40km

Je cherchais justement quel titre donner pour nous situer, quand un énième avion s'est fait entendre. On les entend à l'approche, comme avant Alghero, sur notre gauche. On a aussi quelques trains à droite : le verger d'orangers où nous bivouaquons est le long de la voie ferrée. De l'autre côté, il y a la route qui vient de Gela. Quand même on entend par moments des oiseaux de nuit ! :-D

Antonio nous avait annoncé qu'il y avait des orangers tout le long de la route de Caltagirone à Catane. En effet ! A quelques amandiers près, nous avons trouvé quelques mandarines franchement sûres et, surtout, partout, partout, partout, des orangers. D'oranges sanguines, pour ceux près desquels nous nous sommes arrêtés.

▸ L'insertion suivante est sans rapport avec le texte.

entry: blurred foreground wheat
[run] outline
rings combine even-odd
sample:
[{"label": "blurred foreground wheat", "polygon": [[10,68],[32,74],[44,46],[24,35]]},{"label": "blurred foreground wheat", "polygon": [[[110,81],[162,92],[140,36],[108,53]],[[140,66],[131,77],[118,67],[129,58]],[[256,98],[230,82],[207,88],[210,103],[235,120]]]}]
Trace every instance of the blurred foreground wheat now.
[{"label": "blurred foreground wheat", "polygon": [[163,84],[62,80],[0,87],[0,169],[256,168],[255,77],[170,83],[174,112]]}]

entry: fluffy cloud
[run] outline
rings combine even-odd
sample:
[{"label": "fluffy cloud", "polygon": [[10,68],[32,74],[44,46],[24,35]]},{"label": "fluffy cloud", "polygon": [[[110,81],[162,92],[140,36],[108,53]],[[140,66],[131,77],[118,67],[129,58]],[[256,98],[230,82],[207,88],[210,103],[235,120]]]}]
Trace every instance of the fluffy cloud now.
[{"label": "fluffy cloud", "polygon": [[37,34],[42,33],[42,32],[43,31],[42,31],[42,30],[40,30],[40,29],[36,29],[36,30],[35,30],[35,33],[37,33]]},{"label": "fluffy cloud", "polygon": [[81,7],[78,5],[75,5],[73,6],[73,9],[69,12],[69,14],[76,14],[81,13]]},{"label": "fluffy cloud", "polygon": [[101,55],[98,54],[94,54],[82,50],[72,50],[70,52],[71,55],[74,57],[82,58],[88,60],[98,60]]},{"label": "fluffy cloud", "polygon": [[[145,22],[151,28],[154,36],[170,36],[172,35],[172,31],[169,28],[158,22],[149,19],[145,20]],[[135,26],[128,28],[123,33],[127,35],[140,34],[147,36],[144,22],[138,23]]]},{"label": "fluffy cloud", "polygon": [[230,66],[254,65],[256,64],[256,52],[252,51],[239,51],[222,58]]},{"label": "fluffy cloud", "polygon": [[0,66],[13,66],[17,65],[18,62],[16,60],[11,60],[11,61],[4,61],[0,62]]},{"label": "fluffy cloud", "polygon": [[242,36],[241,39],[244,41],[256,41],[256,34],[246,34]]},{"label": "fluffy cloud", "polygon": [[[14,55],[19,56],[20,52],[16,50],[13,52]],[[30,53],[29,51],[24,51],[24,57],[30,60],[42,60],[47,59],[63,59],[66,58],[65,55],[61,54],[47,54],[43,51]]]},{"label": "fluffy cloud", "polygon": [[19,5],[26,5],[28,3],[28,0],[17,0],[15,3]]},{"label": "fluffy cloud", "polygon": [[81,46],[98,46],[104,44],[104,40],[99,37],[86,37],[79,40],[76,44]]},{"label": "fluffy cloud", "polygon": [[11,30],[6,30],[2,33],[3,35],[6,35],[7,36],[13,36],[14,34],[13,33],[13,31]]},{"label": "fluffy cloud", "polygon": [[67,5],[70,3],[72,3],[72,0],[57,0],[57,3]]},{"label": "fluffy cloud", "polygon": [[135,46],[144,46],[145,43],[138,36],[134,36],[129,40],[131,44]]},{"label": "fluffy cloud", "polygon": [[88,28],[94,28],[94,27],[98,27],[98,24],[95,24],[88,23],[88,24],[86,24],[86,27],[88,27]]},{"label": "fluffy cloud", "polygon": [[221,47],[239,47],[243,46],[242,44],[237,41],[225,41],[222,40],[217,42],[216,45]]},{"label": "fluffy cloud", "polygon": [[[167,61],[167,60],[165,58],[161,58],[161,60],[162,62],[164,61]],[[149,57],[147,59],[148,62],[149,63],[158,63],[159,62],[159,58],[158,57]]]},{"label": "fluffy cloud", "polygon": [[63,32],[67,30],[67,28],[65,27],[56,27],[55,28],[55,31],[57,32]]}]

En sortant de la tente j'aperçois deux cyclistes sur la petite route non loin de laquelle nous avons bivouaqué. Puis un autre. Tiens, il y aurait des vététistes par ici ? Un peu plus tard beaucoup plus de cyclistes, non ils ne sont pas vététistes (tenue, vélo). Tous sont Noirs. Au bout d'un grand nombre, l'un d'eux vient vers nous. Souleiman, de Gambie, nous explique que les lumières que nous avons vues hier soir, sont celles du plus grand camp de réfugiés d'Europe. Et que tous ces gens vont, à vélo, travailler ou chercher du travail dans les exploitations du secteur.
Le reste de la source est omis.